Shooting Deer with a Crossbow

When you want to practice shooting with a powerful and modern crossbow without planning on hitting an animal or other targets, the crossbow will shoot an arrow for as far as 500 yards. When you use your crossbow to hunt, your skill, experience, the weight of the shaft/ broadhead, the configuration of the crossbow, the scope and, the velocity or FPS of the crossbow will determine the distance your arrow will travel to shoot deer. If you are new to crossbow shooting, your crossbow is likely to shoot deer at a distance of 30-35 yards. Normally, a crossbow will efficiently shoot deer at a distance of 60 yards. Very skilled and experienced shooters are known to shoot deer at a distance of 80 yards using a powerful crossbow.


To shoot and kill an animal the crossbow should generate enough momentum at the time of impact according to Erik Jutila A super-fast shooting crossbow will give more momentum and speed. The initial speed of the arrow determines whether the momentum is enough to strike and kill the animal. Arrows always slow down after a certain distance and the momentum of the arrow will drop. There is a higher drag force working on a fast-moving arrow. This means the arrow will slow down at a faster rate. Momentum also depends on the weight of the arrow. Heavier shafts or broadheads will help you alter the weight of the arrow. The inertia of a heavier arrow is much more. The drag force cannot slow the momentum of a heavy arrow as much as it can slow the momentum of a light arrow. Crosswinds play a major part in decreasing the momentum of an arrow. Crosswinds are less likely to affect the momentum of the arrow if it is heavy.

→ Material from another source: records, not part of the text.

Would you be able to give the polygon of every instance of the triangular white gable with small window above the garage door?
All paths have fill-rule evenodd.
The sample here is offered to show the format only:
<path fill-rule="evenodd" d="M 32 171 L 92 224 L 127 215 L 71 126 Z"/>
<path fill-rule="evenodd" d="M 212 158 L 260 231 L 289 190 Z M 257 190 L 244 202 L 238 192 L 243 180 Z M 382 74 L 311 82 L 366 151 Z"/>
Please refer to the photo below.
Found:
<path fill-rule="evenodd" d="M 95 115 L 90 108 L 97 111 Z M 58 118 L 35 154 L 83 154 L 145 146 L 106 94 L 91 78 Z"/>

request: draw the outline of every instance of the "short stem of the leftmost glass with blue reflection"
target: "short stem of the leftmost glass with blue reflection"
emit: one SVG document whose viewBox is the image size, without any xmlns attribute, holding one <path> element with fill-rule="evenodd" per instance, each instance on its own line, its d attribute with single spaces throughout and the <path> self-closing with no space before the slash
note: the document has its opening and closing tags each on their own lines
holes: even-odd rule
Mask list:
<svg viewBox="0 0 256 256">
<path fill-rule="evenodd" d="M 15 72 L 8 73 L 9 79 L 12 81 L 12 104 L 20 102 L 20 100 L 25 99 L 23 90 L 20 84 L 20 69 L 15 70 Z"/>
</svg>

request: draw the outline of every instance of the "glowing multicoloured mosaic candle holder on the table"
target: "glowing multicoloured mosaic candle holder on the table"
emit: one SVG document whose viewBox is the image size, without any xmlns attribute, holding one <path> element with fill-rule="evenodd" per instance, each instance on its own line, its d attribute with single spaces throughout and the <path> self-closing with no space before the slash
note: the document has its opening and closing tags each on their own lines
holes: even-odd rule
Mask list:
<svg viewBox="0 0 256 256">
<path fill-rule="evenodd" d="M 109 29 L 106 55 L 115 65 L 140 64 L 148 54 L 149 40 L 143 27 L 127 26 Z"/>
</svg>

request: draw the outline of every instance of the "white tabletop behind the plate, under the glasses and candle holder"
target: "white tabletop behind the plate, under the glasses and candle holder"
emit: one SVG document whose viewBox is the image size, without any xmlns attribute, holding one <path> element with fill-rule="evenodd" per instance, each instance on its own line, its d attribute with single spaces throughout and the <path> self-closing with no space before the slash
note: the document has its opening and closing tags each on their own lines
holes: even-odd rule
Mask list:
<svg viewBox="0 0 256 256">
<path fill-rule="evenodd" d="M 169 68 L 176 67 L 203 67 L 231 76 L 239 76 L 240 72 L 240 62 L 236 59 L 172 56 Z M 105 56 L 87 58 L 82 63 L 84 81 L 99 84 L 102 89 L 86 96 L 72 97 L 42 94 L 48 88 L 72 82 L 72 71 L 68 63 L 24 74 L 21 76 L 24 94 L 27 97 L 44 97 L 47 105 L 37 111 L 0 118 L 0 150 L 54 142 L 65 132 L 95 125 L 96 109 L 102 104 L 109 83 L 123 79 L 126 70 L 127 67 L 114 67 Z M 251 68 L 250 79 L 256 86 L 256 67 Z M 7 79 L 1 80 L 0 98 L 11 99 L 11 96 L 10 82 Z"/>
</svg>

Momentum is not the only requirement to shoot deer at a distance. Another major factor is accuracy. Placing a shot correctly after achieving the required momentum is important to effectively hunt and kill deer at a correct distance without wounding it. Accuracy can only be achieved with practice. No matter how powerful, advanced or, good the crossbow is, if the aim is inaccurate the shot will wound the deer. Practice alone does not influence accuracy. The quality of the crossbow is a major factor in achieving accuracy. This is why Bob Robb in his article advises hunters to buy the best crossbow they can afford. He also advises them to get a fast-shooting crossbow. Winds are a factor that affects accuracy. Winds are not constant. They vary in every situation.

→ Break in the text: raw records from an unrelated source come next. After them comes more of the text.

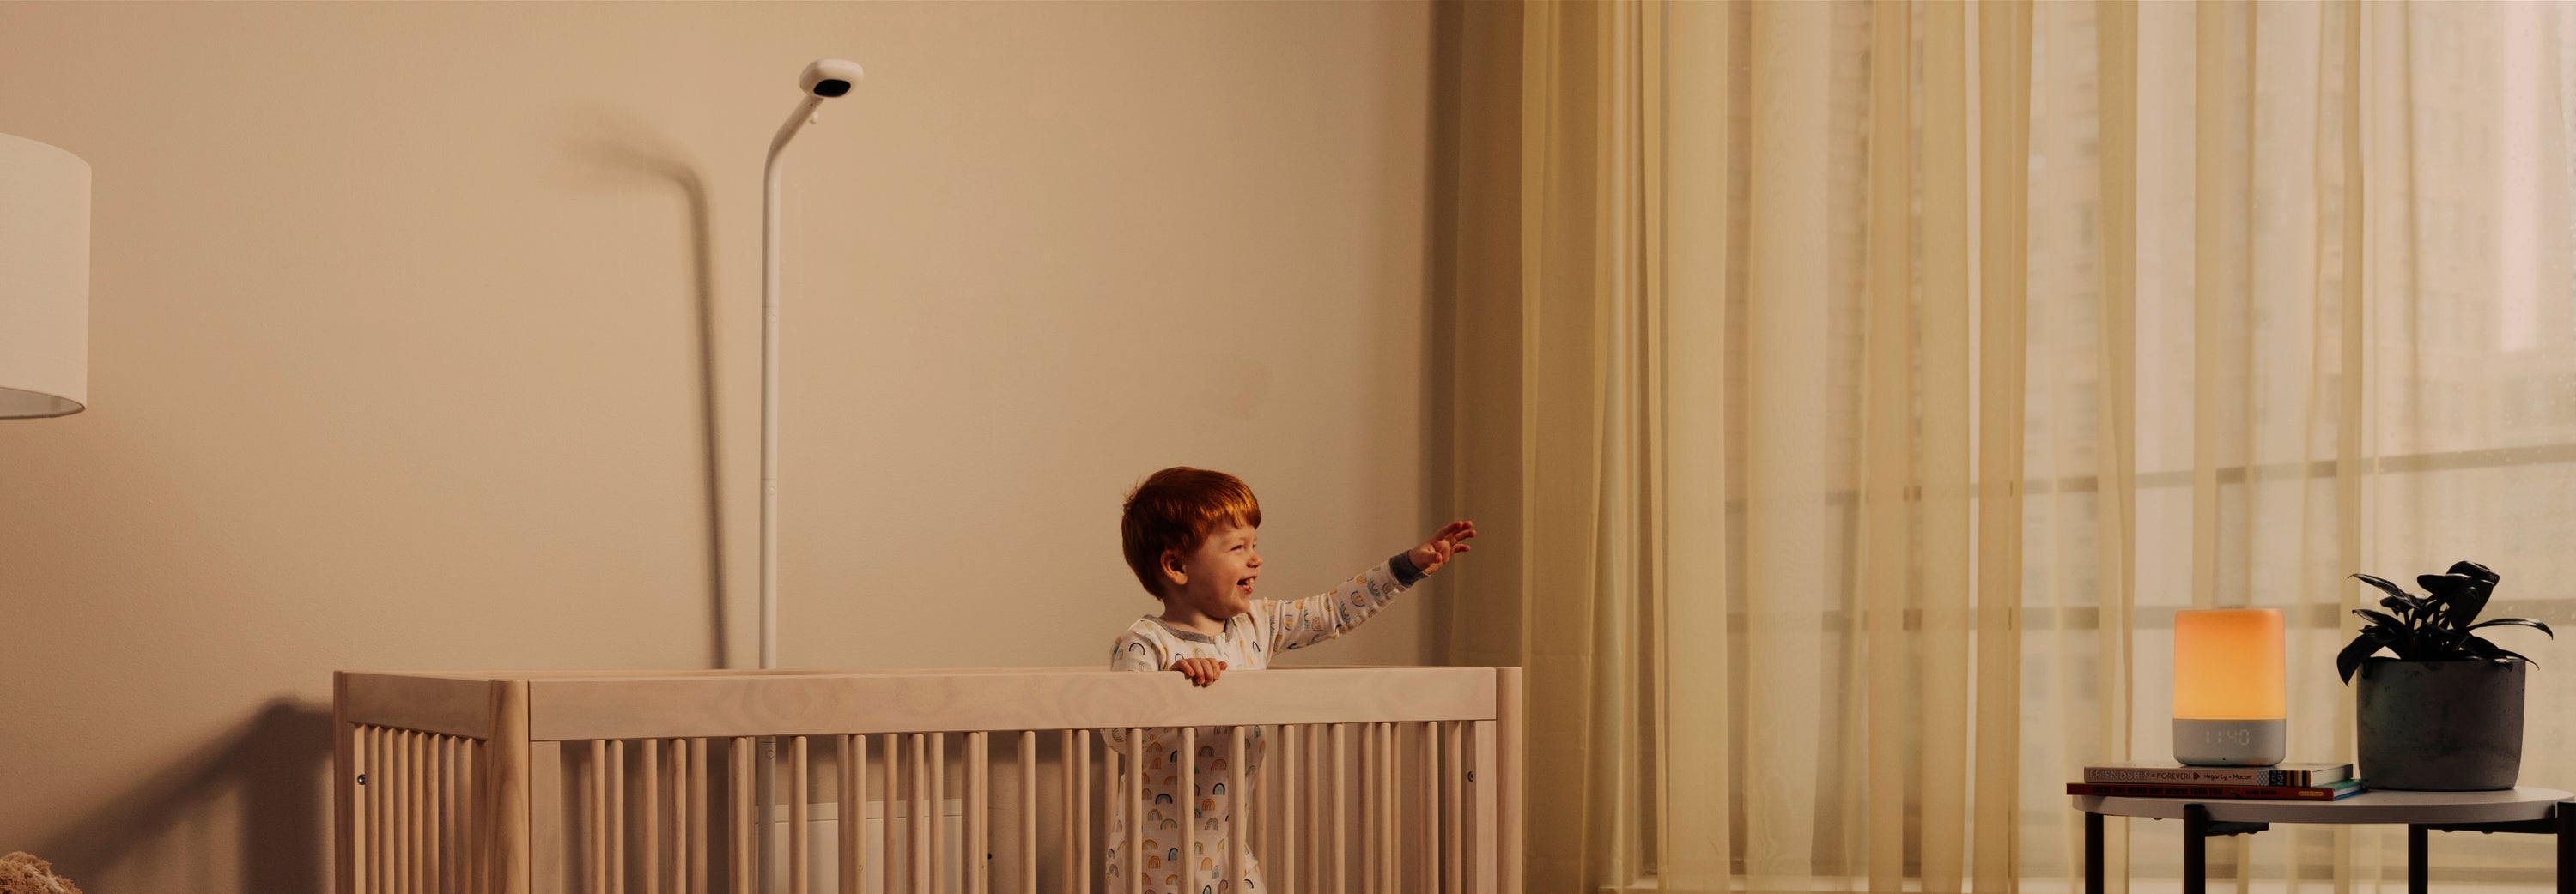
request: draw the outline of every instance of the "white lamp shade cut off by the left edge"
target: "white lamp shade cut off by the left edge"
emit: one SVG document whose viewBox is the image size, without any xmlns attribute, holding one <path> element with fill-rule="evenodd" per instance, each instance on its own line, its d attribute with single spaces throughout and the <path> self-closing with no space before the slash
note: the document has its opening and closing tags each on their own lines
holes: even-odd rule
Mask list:
<svg viewBox="0 0 2576 894">
<path fill-rule="evenodd" d="M 90 402 L 90 165 L 0 134 L 0 417 Z"/>
</svg>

Your range while hunting deer is going to be much closer than when you practice. Your powerful crossbow will help you shoot the arrow for 100 yards or more accurately. In the wild, your accuracy and momentum will be affected by wind and drag. When the arrow has to travel a distance, it has to face the impact of drag and crosswind much more than at the close range. It will start slowing down as it reaches the animal. This slowdown could change the direction of the arrow and it could be off-target. According to Jen of Pink Crossbow the distance from which a hunter can shoot deer with a crossbow depends on the skill of the hunter. Some hunters require 40 years while others need 10 or 20 yards. Experts believe that a safe yet effective distance for shooting deer with a crossbow is 60 yards. Practicing in the wild after finding a kill-size target will help you determine the best max distance you need to effectively hunt and kill deer using a crossbow.

To effectively hunt and kill deer using a crossbow, you require accuracy and experience. The quality of the crossbow and the thickness of the arrow also play a role in determining how far you should shoot while hunting deer. Most experts suggest that a distance of 60 yards is enough to effectively kill deer for a reasonably experienced hunter. A distance where deer is not likely to react after the arrows strikes is the best distance to shoot deer with a crossbow.